Zeitschrift Umělec 2000/4

01.04.2000

Robert Rigney | info | en cs

Over the last couple of years the controversial British Turner Prize has become a media spectacle causing even London bookies to sit up and take notice. Now the Berlin National Gallery wants to have a similar kind of forum for contemporary art in Germany with a new DM 100,000 prize, to be bestowed annually on a young artist of promise to foster interest in contemporary art in Berlin and celebrate the city's youthful creativity.
Rolf Hoffmann, a Berlin businessman and art collector, who proposed the idea of the prize to the board of the Friends of the National Gallery (a fundraising group affiliated with the museum) explains, ”the precedent was the Turner Prize. The difference however, is that while the Turner Prize is only for British artists, we say any artist living in Germany.

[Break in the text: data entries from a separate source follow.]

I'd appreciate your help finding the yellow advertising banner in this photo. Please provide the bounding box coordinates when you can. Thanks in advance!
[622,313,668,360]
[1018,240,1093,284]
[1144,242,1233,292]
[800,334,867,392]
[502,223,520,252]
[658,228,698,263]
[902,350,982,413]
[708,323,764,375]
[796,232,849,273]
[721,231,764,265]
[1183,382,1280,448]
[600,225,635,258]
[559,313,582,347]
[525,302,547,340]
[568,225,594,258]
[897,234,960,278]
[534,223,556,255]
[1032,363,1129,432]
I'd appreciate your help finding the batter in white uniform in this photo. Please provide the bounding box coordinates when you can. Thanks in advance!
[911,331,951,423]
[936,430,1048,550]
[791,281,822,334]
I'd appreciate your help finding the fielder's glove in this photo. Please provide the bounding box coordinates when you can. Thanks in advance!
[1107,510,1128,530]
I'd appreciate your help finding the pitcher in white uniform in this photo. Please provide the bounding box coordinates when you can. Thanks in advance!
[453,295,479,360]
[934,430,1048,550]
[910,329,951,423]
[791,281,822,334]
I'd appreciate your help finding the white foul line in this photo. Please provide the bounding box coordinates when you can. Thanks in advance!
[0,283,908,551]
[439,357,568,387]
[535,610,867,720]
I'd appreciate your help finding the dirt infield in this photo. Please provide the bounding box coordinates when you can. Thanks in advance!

There are so many foreign artists already living here in Berlin,” says Hoffmann. ”We were surprised to see how many non-German artists applied.”
Out of a group of 112 artists, German and non-German, Berlin based and otherwise, a short-list of four was selected last May. Surprising to many was that there are no familiar names on the short-list; no one with an air of notoriety; none of the young German artists who have been making a stir both at home and abroad; no ”Children of Berlin” and none of the representatives of what has been referred to recently as a kind of German YBA phenomenon.

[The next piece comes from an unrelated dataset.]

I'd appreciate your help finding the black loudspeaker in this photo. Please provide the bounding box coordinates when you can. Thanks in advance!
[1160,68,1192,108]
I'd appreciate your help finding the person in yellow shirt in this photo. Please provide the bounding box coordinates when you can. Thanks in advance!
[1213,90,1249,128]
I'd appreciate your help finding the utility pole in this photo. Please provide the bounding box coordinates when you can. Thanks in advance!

Neither a Jonathan Meese nor a John Bock, or a Dieter Roth.
Instead in the beginning of May, the jury consisting of Peter-Klaus Schuster, general director of the Museen Preussischer Kulturbesitz, Eugen Blume, curator of the Hamburger Bahnhof, Anatol Gotfryd, Rolf Hoffmann and Claudia Tetzner from the Friends of the National Gallery selected four relative unknowns: Dirk Skreber, a figurative painter from Düsseldorf, Katharina Grosse, a 39-year-old abstract painter likewise from Düsseldorf, Olafur Eliasson, a 32-year-old Icelandic environmental artist living in Berlin, and Christian Jankowski a 31-year-old new media artist who works with the Internet, also living in Berlin. Who are these guys? many critics wanted to know.
Hoffmann says that they have consciously chosen artists who are unestablished, and have not made a big name for themselves. ”The whole idea is that we want to promote totally unknown artists. And this is another difference from the Turner Prize,” says Hoffmann. ”One of the preconditions of the Turner is that the artists must have already had a big show. What we are trying to do is promote really new contemporary art.”
Nevertheless Hoffmann is confident that come September 28 when the short listed artists will unveil their projects in the Hamburger Bahnhof, an atmosphere of controversy and suspense will prevail. ”I think that come September we shall see something interesting,” says Hoffmann. We shall see. The winner will be announced on December 6.